The Nigeria Governors’ Forum (NGF) has expressed strong support for ongoing reforms requiring the direct remittance of oil and gas revenue entitlements into the Federation Account, describing the initiative as crucial for fiscal transparency, predictability, and adherence to constitutional provisions.


This position was outlined in a press statement issued on March 2, 2026, by Yunusa Tanko Abdullahi, Director of Media and Strategic Communications of the NGF.
The Forum acknowledged Executive Order 9, signed on February 13, 2026, by President Bola Tinubu, which aims to realign oil and gas revenue flows with constitutional guidelines while clarifying regulatory responsibilities within the petroleum industry.
According to the NGF, the Executive Order stipulates that government entitlements arising from production-sharing and related agreements—including royalty oil, tax oil, profit oil, and profit gas—must be paid directly into the Federation Account. It also reinforces clearer separation of regulatory roles within the sector.
Chairman of the Forum and Governor of Kwara State, AbdulRahman AbdulRazaq, emphasized that the stability and predictability of Federation Account inflows are fundamental to Nigeria’s fiscal federalism.
“The Federation Account remains the cornerstone of Nigeria’s intergovernmental fiscal framework. Clear structures governing the remittance of nationally owned resources enhance fiscal stability at all levels of government.
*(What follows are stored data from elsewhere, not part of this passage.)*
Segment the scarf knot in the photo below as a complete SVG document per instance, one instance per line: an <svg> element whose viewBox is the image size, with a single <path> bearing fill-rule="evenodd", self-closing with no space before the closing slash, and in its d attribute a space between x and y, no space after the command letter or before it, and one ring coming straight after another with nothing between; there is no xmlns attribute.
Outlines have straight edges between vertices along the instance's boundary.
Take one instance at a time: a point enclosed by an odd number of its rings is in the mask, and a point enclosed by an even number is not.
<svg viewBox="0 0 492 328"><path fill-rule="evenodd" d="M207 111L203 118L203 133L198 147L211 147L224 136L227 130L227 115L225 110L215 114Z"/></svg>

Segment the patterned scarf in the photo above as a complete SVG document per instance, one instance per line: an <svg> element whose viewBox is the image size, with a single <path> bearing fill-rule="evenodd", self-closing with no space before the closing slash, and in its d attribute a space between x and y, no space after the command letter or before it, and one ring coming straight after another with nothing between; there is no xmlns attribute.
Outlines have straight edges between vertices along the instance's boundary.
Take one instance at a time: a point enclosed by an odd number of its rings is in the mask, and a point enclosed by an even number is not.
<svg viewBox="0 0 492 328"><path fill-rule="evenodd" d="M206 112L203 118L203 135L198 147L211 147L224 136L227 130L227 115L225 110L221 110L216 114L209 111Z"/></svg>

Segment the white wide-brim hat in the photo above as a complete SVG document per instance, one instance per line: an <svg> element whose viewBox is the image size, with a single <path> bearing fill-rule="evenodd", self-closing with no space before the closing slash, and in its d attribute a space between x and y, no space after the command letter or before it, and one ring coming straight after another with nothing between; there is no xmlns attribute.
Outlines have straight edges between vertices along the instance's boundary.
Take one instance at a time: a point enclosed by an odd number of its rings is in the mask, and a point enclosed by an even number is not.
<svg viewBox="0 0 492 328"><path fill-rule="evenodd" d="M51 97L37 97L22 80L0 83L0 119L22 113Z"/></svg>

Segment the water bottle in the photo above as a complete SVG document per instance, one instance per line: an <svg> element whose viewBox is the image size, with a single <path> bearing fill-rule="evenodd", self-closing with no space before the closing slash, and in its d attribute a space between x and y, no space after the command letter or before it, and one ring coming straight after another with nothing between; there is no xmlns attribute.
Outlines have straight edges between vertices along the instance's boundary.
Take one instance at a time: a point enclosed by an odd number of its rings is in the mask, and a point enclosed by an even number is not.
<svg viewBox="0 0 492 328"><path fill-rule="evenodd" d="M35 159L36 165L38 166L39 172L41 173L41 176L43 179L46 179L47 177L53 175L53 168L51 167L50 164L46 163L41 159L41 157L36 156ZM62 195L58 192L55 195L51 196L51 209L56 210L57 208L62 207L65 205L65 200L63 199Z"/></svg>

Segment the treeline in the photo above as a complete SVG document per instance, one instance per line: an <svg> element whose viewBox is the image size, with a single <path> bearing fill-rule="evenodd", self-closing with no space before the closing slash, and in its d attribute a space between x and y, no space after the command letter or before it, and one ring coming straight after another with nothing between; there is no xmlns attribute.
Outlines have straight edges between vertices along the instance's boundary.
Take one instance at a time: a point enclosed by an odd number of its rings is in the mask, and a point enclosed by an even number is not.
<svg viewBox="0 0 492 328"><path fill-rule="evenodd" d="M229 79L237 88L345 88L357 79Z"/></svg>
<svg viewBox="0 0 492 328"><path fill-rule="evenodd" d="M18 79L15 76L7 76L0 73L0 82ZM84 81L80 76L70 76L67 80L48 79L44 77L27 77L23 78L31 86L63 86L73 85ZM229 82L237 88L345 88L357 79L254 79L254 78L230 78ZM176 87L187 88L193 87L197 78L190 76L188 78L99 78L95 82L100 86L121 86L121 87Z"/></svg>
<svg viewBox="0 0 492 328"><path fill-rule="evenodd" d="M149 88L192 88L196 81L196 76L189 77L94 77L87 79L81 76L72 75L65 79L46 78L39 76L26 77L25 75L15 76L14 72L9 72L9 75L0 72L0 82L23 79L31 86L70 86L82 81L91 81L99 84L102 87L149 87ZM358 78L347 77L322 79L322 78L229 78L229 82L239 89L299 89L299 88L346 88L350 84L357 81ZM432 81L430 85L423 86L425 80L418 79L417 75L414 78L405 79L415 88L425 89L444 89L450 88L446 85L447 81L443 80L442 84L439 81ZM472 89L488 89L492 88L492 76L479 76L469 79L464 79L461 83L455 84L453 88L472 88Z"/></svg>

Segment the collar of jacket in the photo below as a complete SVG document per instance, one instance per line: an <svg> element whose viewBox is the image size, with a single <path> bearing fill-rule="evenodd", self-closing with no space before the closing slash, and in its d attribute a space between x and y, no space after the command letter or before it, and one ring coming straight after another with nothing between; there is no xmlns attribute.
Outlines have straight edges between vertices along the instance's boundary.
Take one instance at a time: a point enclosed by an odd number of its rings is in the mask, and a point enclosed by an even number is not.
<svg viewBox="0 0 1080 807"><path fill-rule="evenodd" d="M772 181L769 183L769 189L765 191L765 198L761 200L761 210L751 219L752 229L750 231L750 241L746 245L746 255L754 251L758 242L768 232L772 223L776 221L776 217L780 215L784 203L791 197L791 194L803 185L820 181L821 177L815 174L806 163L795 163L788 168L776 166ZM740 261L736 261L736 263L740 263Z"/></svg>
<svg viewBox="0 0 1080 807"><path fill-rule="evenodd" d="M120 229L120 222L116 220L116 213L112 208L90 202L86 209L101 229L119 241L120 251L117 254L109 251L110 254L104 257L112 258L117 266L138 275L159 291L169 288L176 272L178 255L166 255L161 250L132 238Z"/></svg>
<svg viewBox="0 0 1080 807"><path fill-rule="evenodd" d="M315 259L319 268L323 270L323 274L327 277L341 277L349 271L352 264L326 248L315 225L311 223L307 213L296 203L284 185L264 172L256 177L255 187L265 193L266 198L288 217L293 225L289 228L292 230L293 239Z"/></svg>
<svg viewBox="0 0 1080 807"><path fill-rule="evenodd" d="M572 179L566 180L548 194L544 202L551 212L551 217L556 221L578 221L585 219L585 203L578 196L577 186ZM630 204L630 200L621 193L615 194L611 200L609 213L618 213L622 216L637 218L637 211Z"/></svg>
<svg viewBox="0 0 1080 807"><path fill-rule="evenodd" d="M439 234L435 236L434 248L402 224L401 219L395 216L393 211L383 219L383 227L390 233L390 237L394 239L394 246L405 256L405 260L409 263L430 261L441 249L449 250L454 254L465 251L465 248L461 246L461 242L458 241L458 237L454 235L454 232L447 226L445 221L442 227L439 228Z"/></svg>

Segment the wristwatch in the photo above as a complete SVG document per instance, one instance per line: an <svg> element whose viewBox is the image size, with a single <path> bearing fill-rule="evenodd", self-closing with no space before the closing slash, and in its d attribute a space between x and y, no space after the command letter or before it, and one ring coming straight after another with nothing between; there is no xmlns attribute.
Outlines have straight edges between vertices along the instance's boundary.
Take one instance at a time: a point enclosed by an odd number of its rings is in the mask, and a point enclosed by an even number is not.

Predictability strengthens planning, and effective planning enhances service delivery,” AbdulRazaq said.
The Forum noted that oil and gas revenues continue to account for a significant share of Nigeria’s distributable national income, directly influencing capital budgeting, debt management, infrastructure expansion, and public service provision at the federal, state, and local government levels.
It further referred to recent communiqués of the Federation Account Allocation Committee (FAAC), which highlighted gaps between gross revenue collections and the amounts eventually distributed. The NGF pointed out that it is the distributable figure that ultimately shapes the fiscal capacity of subnational governments.
The governors cautioned that when remittance procedures are overly complex or difficult to reconcile, fiscal predictability suffers, thereby disrupting capital planning cycles across all tiers of government.
With Nigeria’s population now estimated at over 220 million, the Forum stressed that states remain at the forefront of delivering essential services such as education, primary healthcare, infrastructure, and security. It maintained that consistent and predictable revenue inflows are critical to meeting these expanding obligations.
The NGF reaffirmed its commitment to continued collaboration with the Federal Government and relevant stakeholders to ensure that fiscal reforms produce measurable development benefits for Nigerians.